Les jeunes burundais pour le désarmement

 

 

 

 

Jérôme e Joëlle, histoires de quotidienne violence!

Le 7 mai de cette année à 21 h. arrive au Centre Jeunes Kamenge une nouvelle terrible: Jérôme Ninteretse a été tué avec un coup de pistolet juste avant l’assassinat de sa femme à laquelle on a coupé la gorge. Ils étaient mariés depuis moins de 5 mois et ils attendaient un enfant depuis 3 mois. Jérôme n’avait pas encore 30 ans et il travaillait au Centre Jeunes Kamenge depuis l’age de 15 ans.
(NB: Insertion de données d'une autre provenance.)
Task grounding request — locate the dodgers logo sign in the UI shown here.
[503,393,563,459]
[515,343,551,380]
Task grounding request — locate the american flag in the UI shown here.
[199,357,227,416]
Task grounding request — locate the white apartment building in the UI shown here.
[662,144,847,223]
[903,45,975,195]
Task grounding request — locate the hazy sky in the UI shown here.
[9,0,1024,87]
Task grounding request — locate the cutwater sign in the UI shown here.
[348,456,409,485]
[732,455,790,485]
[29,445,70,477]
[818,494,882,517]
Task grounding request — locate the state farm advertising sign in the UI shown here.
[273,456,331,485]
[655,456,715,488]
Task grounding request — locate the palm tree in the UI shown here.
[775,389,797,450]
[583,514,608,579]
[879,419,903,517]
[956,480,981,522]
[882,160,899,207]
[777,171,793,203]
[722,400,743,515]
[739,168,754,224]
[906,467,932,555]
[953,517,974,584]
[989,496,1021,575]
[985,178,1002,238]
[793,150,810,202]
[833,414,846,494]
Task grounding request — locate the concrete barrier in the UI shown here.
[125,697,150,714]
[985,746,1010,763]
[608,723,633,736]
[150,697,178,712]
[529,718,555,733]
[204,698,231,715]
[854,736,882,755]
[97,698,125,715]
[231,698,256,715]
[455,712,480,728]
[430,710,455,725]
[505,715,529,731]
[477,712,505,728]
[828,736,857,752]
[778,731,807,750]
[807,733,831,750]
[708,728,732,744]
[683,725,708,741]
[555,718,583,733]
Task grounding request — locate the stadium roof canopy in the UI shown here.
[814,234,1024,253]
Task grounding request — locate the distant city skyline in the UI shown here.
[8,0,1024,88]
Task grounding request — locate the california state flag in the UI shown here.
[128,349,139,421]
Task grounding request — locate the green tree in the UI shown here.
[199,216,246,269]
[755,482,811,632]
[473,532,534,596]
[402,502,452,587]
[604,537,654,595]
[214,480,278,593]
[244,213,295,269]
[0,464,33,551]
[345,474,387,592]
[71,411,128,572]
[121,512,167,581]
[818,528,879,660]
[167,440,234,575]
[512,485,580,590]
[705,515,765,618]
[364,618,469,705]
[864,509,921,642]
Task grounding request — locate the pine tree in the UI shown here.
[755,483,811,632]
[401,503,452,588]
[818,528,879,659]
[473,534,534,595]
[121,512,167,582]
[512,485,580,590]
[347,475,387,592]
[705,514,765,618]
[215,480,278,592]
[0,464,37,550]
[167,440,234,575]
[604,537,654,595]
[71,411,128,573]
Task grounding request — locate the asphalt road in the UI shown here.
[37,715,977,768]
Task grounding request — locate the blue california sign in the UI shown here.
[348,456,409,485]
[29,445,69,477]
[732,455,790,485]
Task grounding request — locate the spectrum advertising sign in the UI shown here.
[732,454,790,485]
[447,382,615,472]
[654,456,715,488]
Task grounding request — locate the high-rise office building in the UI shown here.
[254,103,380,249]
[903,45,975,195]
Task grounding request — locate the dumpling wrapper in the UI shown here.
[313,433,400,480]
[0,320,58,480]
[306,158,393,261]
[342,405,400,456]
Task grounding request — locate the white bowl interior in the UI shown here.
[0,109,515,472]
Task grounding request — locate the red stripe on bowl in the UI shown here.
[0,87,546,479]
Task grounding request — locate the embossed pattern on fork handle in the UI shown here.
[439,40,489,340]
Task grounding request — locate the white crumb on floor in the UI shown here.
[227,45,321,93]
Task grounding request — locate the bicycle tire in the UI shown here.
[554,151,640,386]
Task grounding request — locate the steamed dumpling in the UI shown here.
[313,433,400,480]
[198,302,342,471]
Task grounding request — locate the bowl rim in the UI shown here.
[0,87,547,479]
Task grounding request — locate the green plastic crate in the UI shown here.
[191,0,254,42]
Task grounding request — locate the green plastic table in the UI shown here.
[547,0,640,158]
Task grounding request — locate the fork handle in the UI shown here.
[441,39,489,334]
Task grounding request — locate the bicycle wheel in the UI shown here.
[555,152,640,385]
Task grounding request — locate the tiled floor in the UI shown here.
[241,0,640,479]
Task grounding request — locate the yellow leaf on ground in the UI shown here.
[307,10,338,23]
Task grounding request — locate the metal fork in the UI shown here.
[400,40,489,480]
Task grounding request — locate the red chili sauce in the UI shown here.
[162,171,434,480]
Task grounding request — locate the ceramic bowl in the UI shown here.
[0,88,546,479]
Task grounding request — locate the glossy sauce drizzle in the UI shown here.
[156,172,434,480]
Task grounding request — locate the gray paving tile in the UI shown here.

Ce fait, qui a laissé tous les habitants des Quartiers Nord et les inscrits du Centre Jeunes Kamenge sans mots, est de plusieurs points de vues très emblématique de la situation que le Burundi vit aujourd’hui.

 

 

 

 

Des morts blanches, sans explications.

La mort de Jérôme et la présence de plus de 6.000 personnes à son enterrement, ne traduise pas seulement la douleur, mais aussi tout le désespoir et la peur des burundais face à la banalité et à la brutalité dans lesquels un “combattant exemplaire pour la paix” est mort. Considérant le contexte dans lequel ce décès a eu lieu, il représente tout ce que les burundais ne veulent plus vivre: la guerre et la violence. Maintenant la démocratie est arrivée et les burundais veulent la connaître. En fait, avant de comprendre qu’est-ce qu’elle représente au niveau politique, la population burundaise s’est investie dans la démocratie comme dans un nouvel espoir de paix totale et surtout de développement. Les deux aspects sont malheureusement liés : tant qu’il n’y aura pas la paix, il n’y aura pas de développement.